Based on the specific routes of some insect pests walking on tree trunks, some trunk trap devices have been developed and showed great potential for managing these pests. The efficacy of trunk barrier trap devices was up to 99.8% and 99.6% in capturing Thaumetopoea pityocampa (Lepidoptera: Thaumetopoeidae) wintering larvae, owing to the fact that they leave the tree in a litany procession during the daytime during late winter and early spring [21]. The performance of TTN was efficient in capturing TRW adults walking on the tree trunks. Our study demonstrated that marked TRW numbers decreased by more than 93% after TTN application relative to the control. These results are similar to those of a previous study in which 84.8% of marked TRWs were captured by the TTN [16].
The management of TRW relies exclusively on frequent applications of many synthetic insecticides, owing to the lack of effective non-chemical control methods over the past 10 years or longer in the Ningxia Hui Autonomous Region. The unreasonable use of pesticides can cause several environmental problems, such as soil and ground water contamination, and have effects on wildlife and human health, selection of resistant populations of target organisms, resurgence of secondary pests, and negative effects on beneficial arthropods [22,23,24]. As plantations of A. altissima are close to farmlands and irrigation canals in Ningxia, frequent use of pesticides in A. altissima plantations may also have negative impacts on farmlands, as described above. The efficacy of chemical treatments (i.e., cypermethrin and thiacloprid sprays) is well known [11,13,14]. However, chemical treatments did not effectively reduce weevil populations and chemically treated plots showed declining health in this study. This demonstrates that chemical treatments alone cannot suppress populations of TRW and stabilize A. altissima tree health. TRW may have evolved insecticide resistance, making insecticides completely ineffective for TRW in this study. The issue of insecticide resistance will be a focus of our future work.
Combinations of different control methods are useful for the development of effective pest management strategies. The application of chemical insecticide sprays could rapidly suppress insect pest population density. Chemical insecticides and other methods (e.g., microbial control agents, attractants, and classical biological control agents) have additive or synergistic effects on insect pests [24,25,26,27,28,29,30,31] and can be conducive to reducing insecticide use and costs [32,33]. However, no additive or synergistic effects on TRW populations and tree health, and the survival between TTN and insecticides, were found in this study.
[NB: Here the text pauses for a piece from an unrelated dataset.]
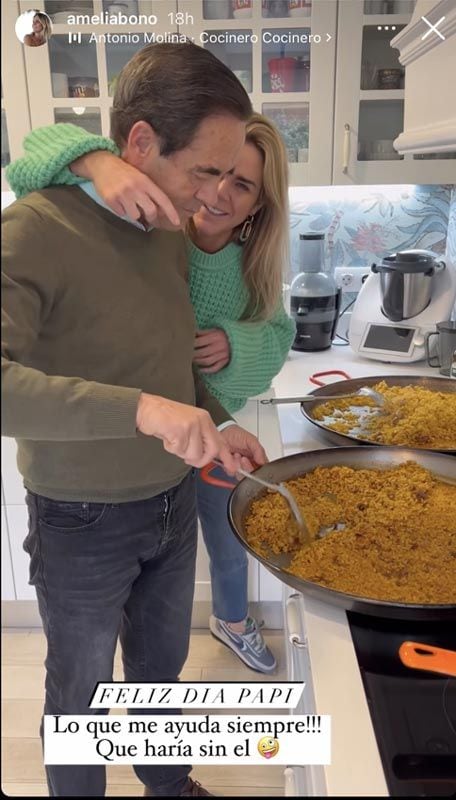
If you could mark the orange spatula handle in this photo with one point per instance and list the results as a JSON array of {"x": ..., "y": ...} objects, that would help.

Mark-release-recapture techniques are effective for assessing the efficacy of traps, exploring the dispersal behavior of insects, and interpreting evidence for changes in the population structure. The paint marking technique is durable, nontoxic, fast-drying, and easy to apply. It has been successfully applied to several forest pests, such as Phoracantha semipunctata (Fabricius) [34], Anoplophora glabripennis Motschulsky [35], Cerambyx welensii Küster (Coleoptera: Cerambycidae) [36], Hylobius pales (Herbst) [37], Pachylobius picivorus (Germar) [37], E. scrobiculatus (Motschulsky) [16], and E. brandti (Harold) (Coleoptera: Curculionidae [38]. By marking the beetles, it was possible to evaluate similar beetle densities at all experimental sites and to estimate the capture efficiency of different control methods. Therefore, there were no significant effects of site on the number of marked TRW captured in MTTN in mark-release-recapture field trials in 2016, which is consistent with the results of previous studies [15,16]. In addition, there were also no significant effects of site in field trials in 2017, whereas significant site effects were found in field trials in 2018. This may be because the wild TRW population density has changed in different sites in 2017 and 2018. In future work, we will use TTN to explore the dispersal behavior of E. scrobiculatus and evaluate changes in the TRW population density by mark-release-recapture tests. Factors potentially affecting TRW population density will also be studied, including tree age, soil types, temperature, humidity, and other meteorological factors.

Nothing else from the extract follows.